Experts agreed that transplant ID has become a vital subspecialty in medicine — one that can have an impact on patient care for ID clinicians.

“Over a couple of decades, it’s become clear that general ID docs need to know more about the medically immunosuppressed,” Marr said. “Even if you’re not a card-carrying transplant ID subspecialist, you’re going to see these folks in many academic and community hospitals because of our increasing dependence on biologic immunosuppression. More and more there are people who come to Hopkins for training in our transplant and oncology infectious disease program so that they can become more comfortable caring for people with complex immunosuppression.”

Ison said shedding light on the subspecialty can encourage ID clinicians in smaller or private hospitals that do not have transplant ID programs but see sick transplant patients to refer these patients to a transplant center or call a transplant ID colleague for help.

“Transplant programs are recognizing the benefit of transplant infectious disease physicians, [who] can take over responsibility for patients with infections,” Ison said. “They have expert content knowledge and have been shown to improve the outcomes of their patients.”

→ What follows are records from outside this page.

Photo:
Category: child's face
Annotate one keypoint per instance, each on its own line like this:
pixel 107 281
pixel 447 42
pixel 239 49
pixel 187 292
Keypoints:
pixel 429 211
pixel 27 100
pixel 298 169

Chin-Hong agreed, adding that the knowledge and experience that transplant ID specialists gain from treating infectious diseases that occur frequently in patients who receive transplants but are relatively rare in other patient populations — such as CMV, aspergillosis and mucormycosis — make these physicians an asset to other providers.

“We become experts in patient safety that can be generalized to other areas,” he said. – by Gerard Gallagher

Disclosures: Blumberg, Chin-Hong, Fauci and Ison report no relevant financial disclosures. Marr reports sitting on adviosry boards for Amplyx, Chimerix and Cidara, having equity in MycoMed Technologies and recieving a research grant from Merck.